The success of fast food chains in China, along with much of the world, has been very much dependent on the success of slick and wide spread marketing. Taste and quality have come second to the dictates of good sales techniques that play on perceptions of upward mobility, convenience and success.
As the recent rotten meat scandal illustrates, advertising may not be the best way to determine what you feed your children, yet it does have a huge sway on how people determine what is best for them and their families. The marketing tactics used by the fast food industry are not dissimilar to the baby food industry, were profits are huge and marketing budgets large.
China is a growth market, where according to Pathfinder research, the baby food industry is growing by 10 to 15 percent every year, with more than 1.2 billion dollars’ worth of sales in 2012. So it is not surprising that exclusive breastfeeding rates are declining in China, and are now down to 28 per cent.

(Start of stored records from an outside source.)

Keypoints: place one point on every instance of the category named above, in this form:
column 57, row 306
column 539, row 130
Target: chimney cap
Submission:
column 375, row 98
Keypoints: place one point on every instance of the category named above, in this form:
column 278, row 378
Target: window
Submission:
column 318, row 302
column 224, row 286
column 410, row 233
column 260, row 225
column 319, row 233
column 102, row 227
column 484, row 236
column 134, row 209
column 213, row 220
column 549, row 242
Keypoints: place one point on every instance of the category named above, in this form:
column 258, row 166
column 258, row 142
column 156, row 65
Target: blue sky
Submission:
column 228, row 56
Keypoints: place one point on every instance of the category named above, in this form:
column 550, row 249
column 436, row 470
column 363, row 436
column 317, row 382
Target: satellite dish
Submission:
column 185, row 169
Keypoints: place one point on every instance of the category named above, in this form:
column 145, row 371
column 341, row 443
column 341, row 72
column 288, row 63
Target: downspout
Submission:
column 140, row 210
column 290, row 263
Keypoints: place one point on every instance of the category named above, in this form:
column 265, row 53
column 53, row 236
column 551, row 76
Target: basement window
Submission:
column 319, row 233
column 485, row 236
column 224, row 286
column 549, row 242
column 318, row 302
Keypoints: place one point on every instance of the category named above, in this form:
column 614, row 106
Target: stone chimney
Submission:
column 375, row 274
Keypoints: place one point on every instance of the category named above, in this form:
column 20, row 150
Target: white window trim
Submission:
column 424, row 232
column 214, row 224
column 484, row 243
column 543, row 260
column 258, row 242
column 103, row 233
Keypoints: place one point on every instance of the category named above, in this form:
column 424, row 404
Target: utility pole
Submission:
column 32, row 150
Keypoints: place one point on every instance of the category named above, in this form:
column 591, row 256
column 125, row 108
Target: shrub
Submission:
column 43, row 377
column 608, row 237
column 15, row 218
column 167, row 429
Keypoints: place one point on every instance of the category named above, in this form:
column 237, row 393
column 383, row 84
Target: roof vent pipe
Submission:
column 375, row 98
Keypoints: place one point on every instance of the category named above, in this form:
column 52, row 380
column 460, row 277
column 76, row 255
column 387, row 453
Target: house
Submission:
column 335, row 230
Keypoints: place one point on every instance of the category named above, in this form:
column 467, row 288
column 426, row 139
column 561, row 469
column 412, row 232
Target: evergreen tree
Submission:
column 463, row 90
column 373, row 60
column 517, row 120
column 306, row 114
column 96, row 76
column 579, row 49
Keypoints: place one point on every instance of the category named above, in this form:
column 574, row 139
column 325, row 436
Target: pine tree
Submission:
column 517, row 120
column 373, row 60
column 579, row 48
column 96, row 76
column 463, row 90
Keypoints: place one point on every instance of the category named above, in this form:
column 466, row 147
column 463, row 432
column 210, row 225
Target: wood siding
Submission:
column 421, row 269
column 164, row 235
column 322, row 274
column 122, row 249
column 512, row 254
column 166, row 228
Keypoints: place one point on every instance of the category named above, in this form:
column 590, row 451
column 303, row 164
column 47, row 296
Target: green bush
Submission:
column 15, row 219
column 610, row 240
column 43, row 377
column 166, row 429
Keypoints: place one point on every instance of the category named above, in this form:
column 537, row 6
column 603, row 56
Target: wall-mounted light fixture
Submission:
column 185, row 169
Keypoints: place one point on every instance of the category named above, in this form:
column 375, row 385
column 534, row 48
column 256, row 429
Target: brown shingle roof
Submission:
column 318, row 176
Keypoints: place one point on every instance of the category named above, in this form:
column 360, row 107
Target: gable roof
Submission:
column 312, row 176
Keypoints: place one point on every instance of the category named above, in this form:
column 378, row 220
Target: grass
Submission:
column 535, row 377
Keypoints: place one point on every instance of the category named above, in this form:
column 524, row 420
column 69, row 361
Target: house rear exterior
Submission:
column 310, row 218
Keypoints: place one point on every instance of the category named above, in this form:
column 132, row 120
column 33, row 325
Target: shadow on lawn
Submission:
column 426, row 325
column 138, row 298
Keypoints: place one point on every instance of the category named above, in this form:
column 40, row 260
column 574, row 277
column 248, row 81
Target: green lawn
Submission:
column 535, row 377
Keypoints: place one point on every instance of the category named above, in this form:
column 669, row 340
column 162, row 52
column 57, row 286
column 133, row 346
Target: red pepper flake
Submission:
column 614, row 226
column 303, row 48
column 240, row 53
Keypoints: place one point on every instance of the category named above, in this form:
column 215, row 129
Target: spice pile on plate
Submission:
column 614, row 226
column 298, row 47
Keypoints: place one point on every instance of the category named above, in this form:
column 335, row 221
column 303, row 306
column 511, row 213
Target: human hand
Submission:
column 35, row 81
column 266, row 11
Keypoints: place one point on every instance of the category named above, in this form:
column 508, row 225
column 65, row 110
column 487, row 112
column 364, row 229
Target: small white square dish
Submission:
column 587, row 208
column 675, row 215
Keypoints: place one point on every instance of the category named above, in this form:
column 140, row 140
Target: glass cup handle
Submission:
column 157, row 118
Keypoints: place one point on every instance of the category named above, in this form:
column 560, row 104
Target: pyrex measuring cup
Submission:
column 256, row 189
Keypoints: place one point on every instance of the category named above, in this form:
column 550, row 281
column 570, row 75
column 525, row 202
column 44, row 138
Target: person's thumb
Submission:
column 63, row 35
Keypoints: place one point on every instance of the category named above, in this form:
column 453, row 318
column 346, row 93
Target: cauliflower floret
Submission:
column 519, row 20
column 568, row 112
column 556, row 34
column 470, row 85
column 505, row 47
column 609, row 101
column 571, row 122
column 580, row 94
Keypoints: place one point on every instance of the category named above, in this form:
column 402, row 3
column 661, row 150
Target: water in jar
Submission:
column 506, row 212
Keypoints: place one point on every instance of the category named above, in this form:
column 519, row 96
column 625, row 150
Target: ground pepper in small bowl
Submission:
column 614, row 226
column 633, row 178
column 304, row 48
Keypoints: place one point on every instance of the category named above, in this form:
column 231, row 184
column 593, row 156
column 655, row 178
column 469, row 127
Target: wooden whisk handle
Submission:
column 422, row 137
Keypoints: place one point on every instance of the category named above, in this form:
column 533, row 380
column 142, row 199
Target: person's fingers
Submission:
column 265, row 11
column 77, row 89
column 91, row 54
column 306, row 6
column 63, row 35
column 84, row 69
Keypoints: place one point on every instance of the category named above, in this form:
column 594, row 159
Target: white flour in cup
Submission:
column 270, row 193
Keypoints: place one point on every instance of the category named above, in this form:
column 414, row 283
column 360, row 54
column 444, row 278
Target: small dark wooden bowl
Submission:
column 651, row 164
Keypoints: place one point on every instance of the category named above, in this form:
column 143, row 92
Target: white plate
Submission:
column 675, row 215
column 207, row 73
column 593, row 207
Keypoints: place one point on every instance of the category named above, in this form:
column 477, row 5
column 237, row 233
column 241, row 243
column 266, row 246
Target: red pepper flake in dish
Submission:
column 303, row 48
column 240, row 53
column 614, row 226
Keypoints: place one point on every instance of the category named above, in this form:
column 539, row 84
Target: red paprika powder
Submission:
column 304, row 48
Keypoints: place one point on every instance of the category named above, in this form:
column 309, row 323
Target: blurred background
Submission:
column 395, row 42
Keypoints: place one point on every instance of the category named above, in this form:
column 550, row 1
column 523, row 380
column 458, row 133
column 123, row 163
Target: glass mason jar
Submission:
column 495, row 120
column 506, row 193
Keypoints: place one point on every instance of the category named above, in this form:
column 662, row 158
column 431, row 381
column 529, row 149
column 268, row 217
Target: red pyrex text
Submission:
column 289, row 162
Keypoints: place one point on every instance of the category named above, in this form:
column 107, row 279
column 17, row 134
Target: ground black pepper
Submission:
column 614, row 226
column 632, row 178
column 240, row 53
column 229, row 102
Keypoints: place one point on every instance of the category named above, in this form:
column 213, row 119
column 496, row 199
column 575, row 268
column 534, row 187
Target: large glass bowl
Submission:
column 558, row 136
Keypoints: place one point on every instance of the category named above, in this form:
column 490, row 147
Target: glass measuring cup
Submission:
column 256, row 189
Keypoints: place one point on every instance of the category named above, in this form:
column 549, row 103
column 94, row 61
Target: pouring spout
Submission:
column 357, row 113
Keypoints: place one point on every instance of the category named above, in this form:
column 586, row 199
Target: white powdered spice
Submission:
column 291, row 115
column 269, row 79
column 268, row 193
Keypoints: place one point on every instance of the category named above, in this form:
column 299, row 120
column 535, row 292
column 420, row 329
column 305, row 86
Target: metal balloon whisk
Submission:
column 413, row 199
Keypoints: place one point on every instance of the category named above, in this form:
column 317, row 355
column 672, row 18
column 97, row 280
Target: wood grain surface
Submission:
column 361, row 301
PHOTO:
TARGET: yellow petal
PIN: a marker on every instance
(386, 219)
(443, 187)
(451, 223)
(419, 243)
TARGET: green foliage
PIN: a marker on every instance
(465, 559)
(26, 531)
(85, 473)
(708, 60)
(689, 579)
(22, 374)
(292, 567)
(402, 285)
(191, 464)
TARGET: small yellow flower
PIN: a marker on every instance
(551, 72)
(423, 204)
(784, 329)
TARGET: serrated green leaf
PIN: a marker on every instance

Exclusive breastfeeding for the first six months of life and continued breastfeeding up to two years of age is the gold standard recommended by UNICEF and WHO. Global evidence has proven unequivocally it is the best investment for optimal growth and intellectual development of your child.
Yet despite this evidence, worldwide, 92 million children under six months of age, two out of three babies are either artificially fed or fed a mixture of breast milk and other foods.
A Global Code on the Marketing of Breast Milk Substitutes was endorsed by the World Health Assembly in 1981 and adapted locally in a 1995 regulation. These seek to curtail the marketing of baby products to children under two but are proving to be vulnerable to the sophisticated marketing techniques employed by baby food companies.
Evidence by International Baby Action Network (IBFAN) clearly demonstrates that in many countries including in China, the industry is using a multi-prong approach. This combines industry lobbying to weaken national legislation, free gifts to mothers and health workers, and giving free samples, all of which have helped to increase market share.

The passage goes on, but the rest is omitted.